The Rumpus interviews Kim Fu, author of Lesser Known Monsters of the 21st Century (Tin House Books), about celebrating “the pleasures of the writing process, regardless of external goalposts.”

Tamsyn Muir, Nona the Ninth (Tor: Macmillan), talks with Vox about why she “turned her fantasy trilogy into a quartet halfway through.”

Imani Perry, South to America (Ecco), chats about “American identity, home, and dreaming a future of freedom” with Shondaland. Also, Emily Wibberley and Austin Siegemund-Broka talk about “the complexities of creative partnerships” and their book The Roughest Draft (Berkley). Plus, Morgan Thomas, author of Manywhere (MCD), discusses their “fascination with genderqueer lineages.”

Vogue interviews Jenny Pentland about her new “harrowing (and hilarious) memoirThis Will Be Funny Later (Harper).

Jessamine Chan, The School for Good Mothers (S. & S.; LJ starred review), and Jennifer Haigh, Mercy Street (Ecco), discuss writing their timely novels as a “colossal accident.”
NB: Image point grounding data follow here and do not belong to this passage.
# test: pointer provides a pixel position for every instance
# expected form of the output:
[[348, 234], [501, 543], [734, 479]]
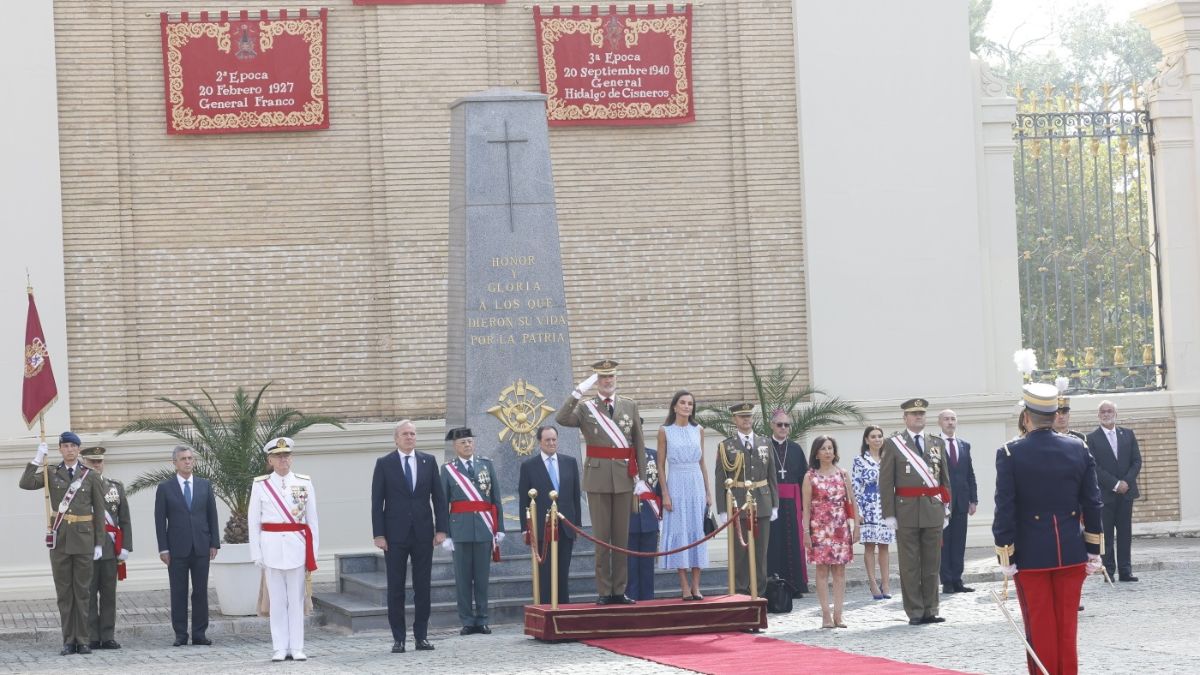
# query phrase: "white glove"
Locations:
[[582, 388]]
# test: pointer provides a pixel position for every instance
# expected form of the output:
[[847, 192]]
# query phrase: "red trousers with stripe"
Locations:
[[1050, 608]]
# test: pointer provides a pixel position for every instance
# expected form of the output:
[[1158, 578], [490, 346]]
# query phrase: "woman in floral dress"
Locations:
[[876, 536], [828, 507]]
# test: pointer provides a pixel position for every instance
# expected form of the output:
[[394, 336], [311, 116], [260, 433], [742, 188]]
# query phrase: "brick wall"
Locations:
[[318, 260], [1159, 479]]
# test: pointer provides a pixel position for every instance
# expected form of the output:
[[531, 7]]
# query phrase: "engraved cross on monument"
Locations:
[[508, 344]]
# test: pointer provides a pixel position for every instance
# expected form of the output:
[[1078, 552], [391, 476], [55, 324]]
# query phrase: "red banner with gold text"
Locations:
[[616, 67], [237, 73]]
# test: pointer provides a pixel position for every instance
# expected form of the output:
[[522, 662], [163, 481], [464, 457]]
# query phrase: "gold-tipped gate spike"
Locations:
[[532, 519]]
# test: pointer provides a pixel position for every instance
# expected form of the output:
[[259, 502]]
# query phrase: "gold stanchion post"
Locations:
[[751, 511], [553, 549], [730, 531], [532, 519]]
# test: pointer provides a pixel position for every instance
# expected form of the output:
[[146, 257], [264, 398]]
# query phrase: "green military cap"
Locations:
[[1039, 396], [459, 432], [606, 366]]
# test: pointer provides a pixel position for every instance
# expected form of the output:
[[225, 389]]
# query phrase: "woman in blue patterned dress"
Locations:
[[685, 493], [876, 536]]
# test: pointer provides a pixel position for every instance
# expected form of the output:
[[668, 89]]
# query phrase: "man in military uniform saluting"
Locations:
[[749, 460], [75, 535], [613, 470], [111, 566], [1044, 483], [283, 541], [477, 520], [915, 493]]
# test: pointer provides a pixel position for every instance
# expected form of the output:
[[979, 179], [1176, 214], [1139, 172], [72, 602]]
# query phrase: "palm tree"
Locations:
[[775, 392], [228, 451]]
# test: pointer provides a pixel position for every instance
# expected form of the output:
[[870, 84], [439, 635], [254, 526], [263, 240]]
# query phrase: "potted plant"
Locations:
[[229, 454]]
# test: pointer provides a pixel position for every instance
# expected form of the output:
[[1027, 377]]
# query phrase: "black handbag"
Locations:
[[779, 595]]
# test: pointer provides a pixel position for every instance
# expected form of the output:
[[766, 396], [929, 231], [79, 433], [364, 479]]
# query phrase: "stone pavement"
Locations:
[[1152, 626]]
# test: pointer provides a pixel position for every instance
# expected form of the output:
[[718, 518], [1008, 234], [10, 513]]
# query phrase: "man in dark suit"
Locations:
[[539, 472], [965, 497], [1117, 464], [408, 518], [185, 518]]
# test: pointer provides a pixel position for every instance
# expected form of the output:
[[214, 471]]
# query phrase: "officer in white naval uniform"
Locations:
[[283, 541]]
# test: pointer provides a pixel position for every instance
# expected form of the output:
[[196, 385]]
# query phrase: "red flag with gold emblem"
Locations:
[[39, 392]]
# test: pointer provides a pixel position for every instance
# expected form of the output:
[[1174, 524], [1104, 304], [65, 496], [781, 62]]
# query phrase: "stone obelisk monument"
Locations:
[[508, 344]]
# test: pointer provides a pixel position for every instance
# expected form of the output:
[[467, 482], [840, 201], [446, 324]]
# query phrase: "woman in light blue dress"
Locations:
[[876, 535], [685, 493]]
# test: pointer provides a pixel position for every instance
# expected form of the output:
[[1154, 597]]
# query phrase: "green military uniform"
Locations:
[[919, 519], [81, 531], [751, 467], [607, 481], [472, 538], [102, 590]]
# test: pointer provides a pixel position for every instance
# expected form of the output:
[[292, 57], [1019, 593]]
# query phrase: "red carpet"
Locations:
[[741, 653]]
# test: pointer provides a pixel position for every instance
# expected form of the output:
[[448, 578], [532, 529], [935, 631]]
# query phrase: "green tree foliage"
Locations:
[[228, 448], [778, 389]]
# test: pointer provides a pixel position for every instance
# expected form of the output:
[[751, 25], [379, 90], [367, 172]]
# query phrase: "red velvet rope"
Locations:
[[733, 517]]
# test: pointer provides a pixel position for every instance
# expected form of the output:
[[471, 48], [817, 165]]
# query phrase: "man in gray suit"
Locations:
[[615, 470], [477, 520], [915, 491], [1117, 465]]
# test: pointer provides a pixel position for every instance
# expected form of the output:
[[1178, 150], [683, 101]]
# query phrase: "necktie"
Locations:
[[553, 471]]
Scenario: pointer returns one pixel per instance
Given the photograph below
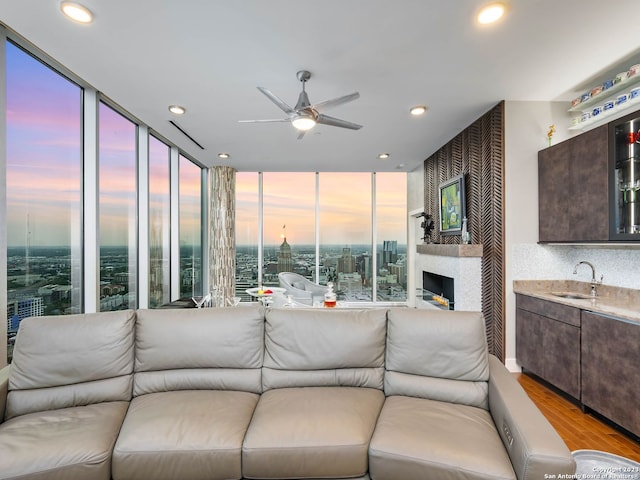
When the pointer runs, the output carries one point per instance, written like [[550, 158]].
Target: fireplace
[[438, 290]]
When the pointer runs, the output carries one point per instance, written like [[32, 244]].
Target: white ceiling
[[210, 55]]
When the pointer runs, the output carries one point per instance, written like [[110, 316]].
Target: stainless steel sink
[[573, 295]]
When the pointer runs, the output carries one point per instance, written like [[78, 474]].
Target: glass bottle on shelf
[[626, 178]]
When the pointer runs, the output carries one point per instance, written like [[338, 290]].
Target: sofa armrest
[[4, 390], [533, 445]]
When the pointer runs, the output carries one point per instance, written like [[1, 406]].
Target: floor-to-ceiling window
[[322, 226], [44, 195], [117, 160], [159, 223], [289, 229], [346, 250], [391, 236], [52, 206], [190, 198], [248, 240]]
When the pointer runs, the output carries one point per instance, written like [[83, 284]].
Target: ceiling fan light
[[177, 109], [303, 122], [491, 13], [76, 12]]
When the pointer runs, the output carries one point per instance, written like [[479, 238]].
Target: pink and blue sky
[[44, 178]]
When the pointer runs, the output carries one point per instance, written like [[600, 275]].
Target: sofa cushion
[[312, 432], [324, 347], [199, 348], [184, 435], [441, 355], [65, 444], [71, 360], [417, 438]]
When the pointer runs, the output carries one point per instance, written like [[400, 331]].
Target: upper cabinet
[[588, 186], [624, 166], [573, 189]]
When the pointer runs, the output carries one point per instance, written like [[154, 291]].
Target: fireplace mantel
[[462, 263], [442, 250]]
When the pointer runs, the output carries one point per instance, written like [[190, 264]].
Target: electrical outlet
[[507, 433]]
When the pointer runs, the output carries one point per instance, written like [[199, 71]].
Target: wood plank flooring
[[579, 430]]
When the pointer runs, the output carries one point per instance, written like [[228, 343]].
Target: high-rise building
[[346, 263], [389, 252], [285, 264], [20, 308]]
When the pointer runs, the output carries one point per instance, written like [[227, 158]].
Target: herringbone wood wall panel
[[478, 152]]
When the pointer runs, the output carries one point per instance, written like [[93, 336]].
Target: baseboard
[[512, 365]]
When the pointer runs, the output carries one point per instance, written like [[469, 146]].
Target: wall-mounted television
[[452, 205]]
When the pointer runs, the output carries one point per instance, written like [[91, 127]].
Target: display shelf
[[609, 114], [608, 94]]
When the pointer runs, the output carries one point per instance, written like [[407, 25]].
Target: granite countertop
[[615, 301]]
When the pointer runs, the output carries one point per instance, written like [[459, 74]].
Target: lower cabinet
[[548, 342], [610, 373]]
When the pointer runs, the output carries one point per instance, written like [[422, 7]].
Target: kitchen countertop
[[615, 301]]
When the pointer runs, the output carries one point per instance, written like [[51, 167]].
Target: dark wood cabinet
[[548, 342], [573, 180], [610, 373]]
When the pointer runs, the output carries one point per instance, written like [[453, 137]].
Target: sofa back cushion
[[437, 354], [324, 347], [71, 360], [199, 348]]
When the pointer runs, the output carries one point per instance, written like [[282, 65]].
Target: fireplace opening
[[438, 290]]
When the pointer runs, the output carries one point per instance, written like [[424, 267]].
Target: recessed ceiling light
[[177, 109], [491, 13], [76, 12]]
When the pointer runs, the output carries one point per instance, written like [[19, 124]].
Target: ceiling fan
[[304, 116]]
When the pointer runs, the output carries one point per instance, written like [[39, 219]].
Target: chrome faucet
[[594, 282]]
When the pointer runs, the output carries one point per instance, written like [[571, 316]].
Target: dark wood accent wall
[[478, 152]]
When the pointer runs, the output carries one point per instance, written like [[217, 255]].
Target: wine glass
[[198, 300]]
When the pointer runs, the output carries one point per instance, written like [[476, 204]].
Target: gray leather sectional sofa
[[230, 393]]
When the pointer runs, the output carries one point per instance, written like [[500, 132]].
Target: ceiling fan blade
[[336, 122], [336, 101], [268, 120], [282, 105]]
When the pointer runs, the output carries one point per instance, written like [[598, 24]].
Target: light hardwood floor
[[579, 430]]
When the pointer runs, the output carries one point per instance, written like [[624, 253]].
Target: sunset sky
[[44, 177]]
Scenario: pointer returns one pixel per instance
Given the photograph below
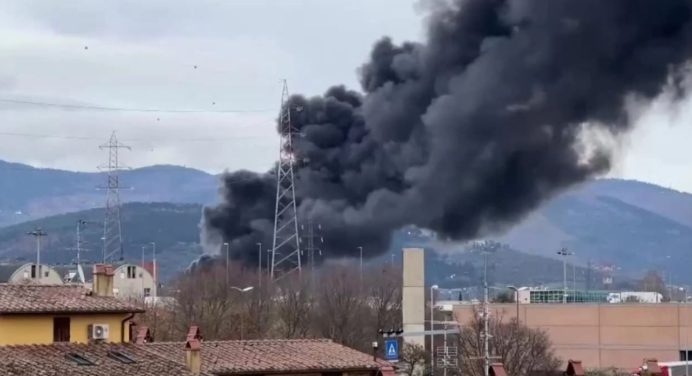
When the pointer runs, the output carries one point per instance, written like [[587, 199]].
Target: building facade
[[133, 282], [603, 335], [45, 314], [30, 273]]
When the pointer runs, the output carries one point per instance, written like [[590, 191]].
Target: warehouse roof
[[20, 298], [82, 359]]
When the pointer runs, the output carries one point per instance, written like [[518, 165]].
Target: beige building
[[604, 335], [413, 294], [133, 282]]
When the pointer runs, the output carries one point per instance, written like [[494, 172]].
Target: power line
[[126, 109], [133, 140]]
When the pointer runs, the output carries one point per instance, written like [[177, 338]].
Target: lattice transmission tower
[[286, 244], [112, 227]]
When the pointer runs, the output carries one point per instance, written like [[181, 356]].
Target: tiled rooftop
[[52, 360], [57, 299], [270, 356]]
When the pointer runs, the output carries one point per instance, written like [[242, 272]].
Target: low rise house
[[314, 357], [95, 359], [44, 314]]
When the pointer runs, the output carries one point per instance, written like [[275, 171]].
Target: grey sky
[[142, 54]]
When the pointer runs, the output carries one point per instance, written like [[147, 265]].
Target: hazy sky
[[142, 54]]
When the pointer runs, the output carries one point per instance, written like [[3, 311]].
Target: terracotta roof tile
[[57, 299], [52, 360], [270, 356]]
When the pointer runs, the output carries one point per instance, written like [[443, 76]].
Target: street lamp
[[516, 298], [259, 265], [564, 253], [241, 291], [432, 327], [153, 266], [227, 252], [361, 264]]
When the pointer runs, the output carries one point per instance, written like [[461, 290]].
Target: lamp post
[[516, 298], [241, 291], [564, 253], [360, 248], [432, 327], [259, 265], [227, 251], [153, 266]]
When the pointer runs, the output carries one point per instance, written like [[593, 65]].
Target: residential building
[[193, 357], [94, 359], [133, 282], [314, 357], [44, 314]]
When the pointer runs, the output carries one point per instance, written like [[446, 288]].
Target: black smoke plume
[[505, 104]]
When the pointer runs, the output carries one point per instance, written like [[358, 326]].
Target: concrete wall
[[38, 329], [49, 276], [413, 294], [604, 335]]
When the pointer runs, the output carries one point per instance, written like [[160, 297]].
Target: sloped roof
[[18, 298], [52, 360], [271, 356]]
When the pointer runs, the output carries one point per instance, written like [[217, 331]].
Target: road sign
[[391, 349]]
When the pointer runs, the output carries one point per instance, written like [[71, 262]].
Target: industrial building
[[602, 335]]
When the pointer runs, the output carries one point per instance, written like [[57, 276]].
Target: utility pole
[[227, 246], [286, 243], [564, 253], [153, 266], [360, 248], [112, 226], [38, 233], [311, 249], [80, 224], [486, 318]]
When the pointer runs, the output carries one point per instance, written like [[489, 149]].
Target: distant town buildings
[[131, 281]]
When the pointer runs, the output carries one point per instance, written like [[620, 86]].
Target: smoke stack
[[502, 106], [193, 357]]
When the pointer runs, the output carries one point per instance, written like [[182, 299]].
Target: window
[[131, 272], [61, 329], [80, 360]]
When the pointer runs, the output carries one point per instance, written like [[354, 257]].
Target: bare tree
[[293, 308], [383, 285], [342, 309], [522, 350]]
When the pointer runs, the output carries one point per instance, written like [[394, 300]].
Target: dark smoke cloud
[[472, 129]]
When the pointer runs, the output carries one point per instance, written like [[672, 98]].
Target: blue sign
[[391, 349]]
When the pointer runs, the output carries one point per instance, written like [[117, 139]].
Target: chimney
[[651, 368], [103, 280], [143, 336], [413, 294], [574, 368], [497, 369], [193, 358], [194, 333]]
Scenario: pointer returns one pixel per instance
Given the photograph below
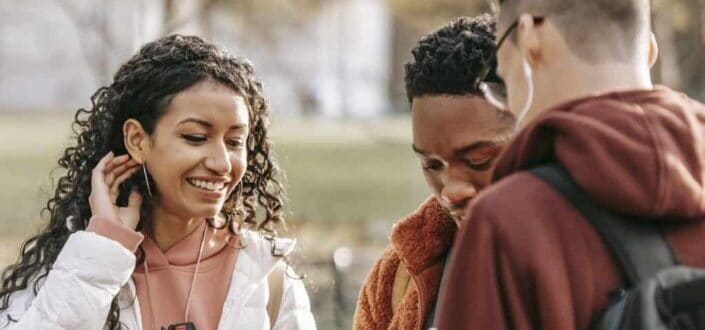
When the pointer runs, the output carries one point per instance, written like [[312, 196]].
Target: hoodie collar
[[639, 153]]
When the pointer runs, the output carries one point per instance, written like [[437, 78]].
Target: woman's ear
[[136, 140]]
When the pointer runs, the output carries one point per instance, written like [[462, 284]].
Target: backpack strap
[[275, 280], [399, 286], [639, 247]]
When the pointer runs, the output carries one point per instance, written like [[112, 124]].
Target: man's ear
[[653, 50], [528, 41], [136, 140]]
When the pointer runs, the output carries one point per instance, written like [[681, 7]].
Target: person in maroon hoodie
[[577, 72]]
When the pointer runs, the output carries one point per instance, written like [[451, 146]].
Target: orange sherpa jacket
[[410, 269]]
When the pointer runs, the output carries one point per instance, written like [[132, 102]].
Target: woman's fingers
[[97, 177], [115, 185], [118, 169]]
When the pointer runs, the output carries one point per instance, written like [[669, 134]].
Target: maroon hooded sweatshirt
[[526, 259]]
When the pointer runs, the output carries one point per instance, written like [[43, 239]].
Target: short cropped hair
[[593, 29], [448, 60]]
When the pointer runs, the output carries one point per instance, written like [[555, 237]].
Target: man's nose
[[458, 193]]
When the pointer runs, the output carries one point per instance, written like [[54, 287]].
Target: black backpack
[[658, 293]]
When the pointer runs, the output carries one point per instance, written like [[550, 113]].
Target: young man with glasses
[[577, 77]]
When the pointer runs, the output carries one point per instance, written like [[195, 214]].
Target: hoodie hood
[[637, 153]]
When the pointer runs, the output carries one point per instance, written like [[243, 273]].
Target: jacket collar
[[423, 238]]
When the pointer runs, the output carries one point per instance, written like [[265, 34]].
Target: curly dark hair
[[141, 89], [448, 60]]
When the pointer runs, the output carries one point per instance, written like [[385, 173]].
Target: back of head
[[594, 30]]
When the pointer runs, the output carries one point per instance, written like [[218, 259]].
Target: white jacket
[[91, 270]]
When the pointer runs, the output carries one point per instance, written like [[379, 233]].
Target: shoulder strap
[[639, 247], [275, 280]]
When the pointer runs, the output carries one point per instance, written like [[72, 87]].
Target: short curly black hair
[[448, 60]]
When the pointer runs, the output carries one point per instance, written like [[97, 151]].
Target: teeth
[[207, 185]]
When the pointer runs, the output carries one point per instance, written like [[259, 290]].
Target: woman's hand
[[106, 178]]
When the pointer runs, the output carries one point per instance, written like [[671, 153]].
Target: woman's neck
[[166, 229]]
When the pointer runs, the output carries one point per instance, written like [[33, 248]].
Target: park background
[[333, 72]]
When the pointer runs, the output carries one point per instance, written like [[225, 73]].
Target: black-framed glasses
[[496, 93]]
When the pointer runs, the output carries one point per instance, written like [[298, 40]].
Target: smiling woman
[[155, 223]]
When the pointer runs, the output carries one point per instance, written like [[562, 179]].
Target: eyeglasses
[[496, 93]]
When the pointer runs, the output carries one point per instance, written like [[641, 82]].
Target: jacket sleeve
[[295, 310], [484, 290], [76, 294]]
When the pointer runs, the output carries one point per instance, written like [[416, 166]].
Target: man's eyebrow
[[207, 124], [476, 145], [418, 150]]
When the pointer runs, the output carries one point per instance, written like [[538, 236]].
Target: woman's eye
[[194, 138], [235, 143], [432, 165]]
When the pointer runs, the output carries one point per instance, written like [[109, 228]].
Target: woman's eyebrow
[[207, 124]]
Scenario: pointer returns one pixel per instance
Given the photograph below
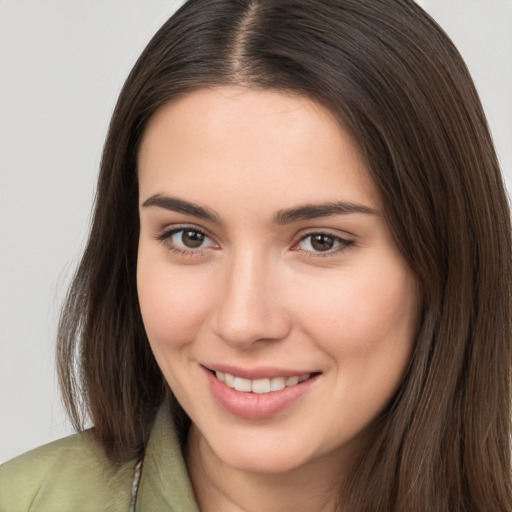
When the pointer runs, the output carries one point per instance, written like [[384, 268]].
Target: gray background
[[62, 65]]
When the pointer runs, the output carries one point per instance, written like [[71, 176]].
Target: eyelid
[[165, 234], [343, 243]]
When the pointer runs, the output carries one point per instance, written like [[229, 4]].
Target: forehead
[[233, 140]]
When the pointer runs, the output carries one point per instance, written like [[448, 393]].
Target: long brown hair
[[394, 79]]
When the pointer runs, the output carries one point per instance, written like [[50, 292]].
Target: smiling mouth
[[261, 386]]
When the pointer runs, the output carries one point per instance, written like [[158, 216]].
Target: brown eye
[[322, 242], [186, 240], [192, 239]]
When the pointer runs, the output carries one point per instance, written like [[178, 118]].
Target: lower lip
[[254, 406]]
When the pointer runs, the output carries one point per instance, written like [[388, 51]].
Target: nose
[[249, 309]]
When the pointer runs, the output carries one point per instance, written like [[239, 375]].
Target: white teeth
[[291, 381], [277, 383], [243, 384], [260, 386], [229, 380]]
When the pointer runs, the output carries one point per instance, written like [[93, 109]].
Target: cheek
[[361, 314], [173, 304]]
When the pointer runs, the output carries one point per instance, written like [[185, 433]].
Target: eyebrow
[[315, 211], [180, 206], [288, 216]]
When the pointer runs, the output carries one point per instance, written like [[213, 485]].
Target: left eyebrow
[[315, 211]]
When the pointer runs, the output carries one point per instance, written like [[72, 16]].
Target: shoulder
[[73, 473]]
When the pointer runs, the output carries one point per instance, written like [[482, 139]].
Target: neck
[[220, 487]]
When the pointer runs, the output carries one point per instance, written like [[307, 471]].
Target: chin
[[266, 454]]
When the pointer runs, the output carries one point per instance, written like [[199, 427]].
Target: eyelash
[[165, 236]]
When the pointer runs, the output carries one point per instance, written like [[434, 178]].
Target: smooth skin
[[224, 276]]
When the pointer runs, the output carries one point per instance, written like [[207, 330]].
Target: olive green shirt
[[74, 474]]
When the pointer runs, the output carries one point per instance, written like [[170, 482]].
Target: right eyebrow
[[180, 206]]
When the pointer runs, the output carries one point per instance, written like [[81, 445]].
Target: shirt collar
[[164, 483]]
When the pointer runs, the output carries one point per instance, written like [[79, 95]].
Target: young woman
[[296, 290]]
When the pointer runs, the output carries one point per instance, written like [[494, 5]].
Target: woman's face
[[264, 256]]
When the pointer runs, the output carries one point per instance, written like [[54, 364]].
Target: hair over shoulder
[[392, 78]]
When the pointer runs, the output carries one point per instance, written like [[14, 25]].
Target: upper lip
[[260, 372]]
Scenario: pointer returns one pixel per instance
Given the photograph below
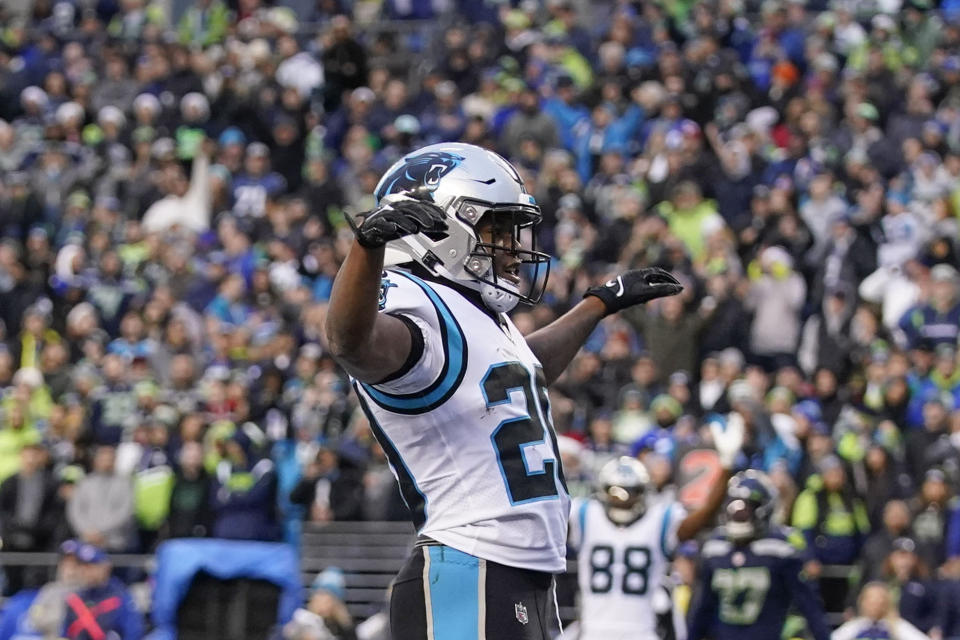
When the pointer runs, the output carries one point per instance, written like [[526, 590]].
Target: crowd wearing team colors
[[174, 182]]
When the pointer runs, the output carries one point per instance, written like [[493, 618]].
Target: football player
[[752, 570], [625, 540], [456, 396]]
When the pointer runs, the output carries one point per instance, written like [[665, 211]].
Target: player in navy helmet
[[753, 569]]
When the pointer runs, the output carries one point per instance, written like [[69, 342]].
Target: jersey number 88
[[636, 562]]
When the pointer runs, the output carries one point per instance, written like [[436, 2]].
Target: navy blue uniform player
[[752, 571]]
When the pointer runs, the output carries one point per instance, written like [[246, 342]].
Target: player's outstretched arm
[[703, 614], [368, 344], [728, 439], [556, 344], [806, 596]]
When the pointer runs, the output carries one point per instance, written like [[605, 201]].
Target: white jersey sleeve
[[400, 297], [578, 522]]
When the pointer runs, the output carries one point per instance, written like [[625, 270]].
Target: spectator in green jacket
[[832, 518], [205, 23]]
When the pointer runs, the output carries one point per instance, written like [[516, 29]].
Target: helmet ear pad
[[751, 502], [624, 483], [469, 182]]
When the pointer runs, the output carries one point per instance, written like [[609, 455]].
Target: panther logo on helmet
[[421, 170], [751, 503]]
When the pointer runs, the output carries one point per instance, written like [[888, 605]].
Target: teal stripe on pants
[[454, 594]]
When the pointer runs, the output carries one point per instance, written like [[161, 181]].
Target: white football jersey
[[467, 430], [621, 570]]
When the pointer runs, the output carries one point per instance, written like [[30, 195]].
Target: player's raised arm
[[728, 439], [557, 343], [370, 345]]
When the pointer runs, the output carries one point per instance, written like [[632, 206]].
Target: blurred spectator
[[934, 513], [325, 617], [103, 606], [174, 181], [243, 493], [190, 514], [831, 517], [101, 508], [27, 510], [41, 612], [877, 618], [911, 579], [896, 525], [330, 489]]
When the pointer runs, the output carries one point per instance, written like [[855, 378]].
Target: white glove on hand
[[728, 438]]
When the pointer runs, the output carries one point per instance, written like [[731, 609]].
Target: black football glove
[[635, 287], [399, 217]]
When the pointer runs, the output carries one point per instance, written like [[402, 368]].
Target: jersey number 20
[[512, 436]]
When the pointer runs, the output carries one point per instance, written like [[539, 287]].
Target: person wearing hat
[[186, 203], [937, 320], [934, 515], [27, 512], [244, 489], [252, 188], [832, 518], [931, 441], [325, 616], [101, 510], [530, 120], [33, 613], [204, 23], [943, 381], [913, 583], [103, 607], [877, 618]]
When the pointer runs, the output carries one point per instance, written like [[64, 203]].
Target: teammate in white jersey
[[456, 395], [625, 542]]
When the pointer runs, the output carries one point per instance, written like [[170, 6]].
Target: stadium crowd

Spice Girl Melanie Chisholm will be coming out with a memoir, Who I Am, due to be released in September, according to Bustle

Kellyanne Conway will publish a book Here’s the Deal (S. & S.) to be released in May about her time in Trump’s White House, according to People

Electric Lit shares “Genderqueer Short Stories About the Ways We Mythologize Our Identities.”

Book Riot gives “24 Interracial and Black Romance Books to Add to Your TBR List in 2022.”

Vogue provides “7 LGBTQ+ Books We Can’t Wait to Read This Year."

Lit Hub has "The 12 Best Book Covers of January" and a reading list recommended by Wajahat Ali, author of Go Back to Where You Came From: And Other Helpful Recommendations on How to Become American (Norton).

NYT lists “12 New Books We Recommend This Week" and "New in Paperback."

Authors on Air

John Darnielle, Devil House (MCD), discusses “the crisis of conscience in true crime” with Maris Kreizman on The Maris Review podcast.

Deesha Philyaw, author of The Secret Lives of Church Ladies (West Virginia Univ.), talks about “why her book should not have succeeded” on the Book Dreams podcast.

Rachel Krantz chats about “navigating the mental frameworks of non-monogamy” and her book Open: An Uncensored Memoir of Love, Liberation, and Non-Monogamy--A Polyamory Memoir (Harmony) with Brad Listi on Otherppl podcast.

Lit Hub interviews Marcial Gala, Call Me Cassandra (FSG), on his writing about Cuba through the lense of The Illiad

Fran Dorricott’s The Lighthouse (Avon: HarperCollins) will be adapted for television by The Lighthouse Film and Television company, according to The Bookseller.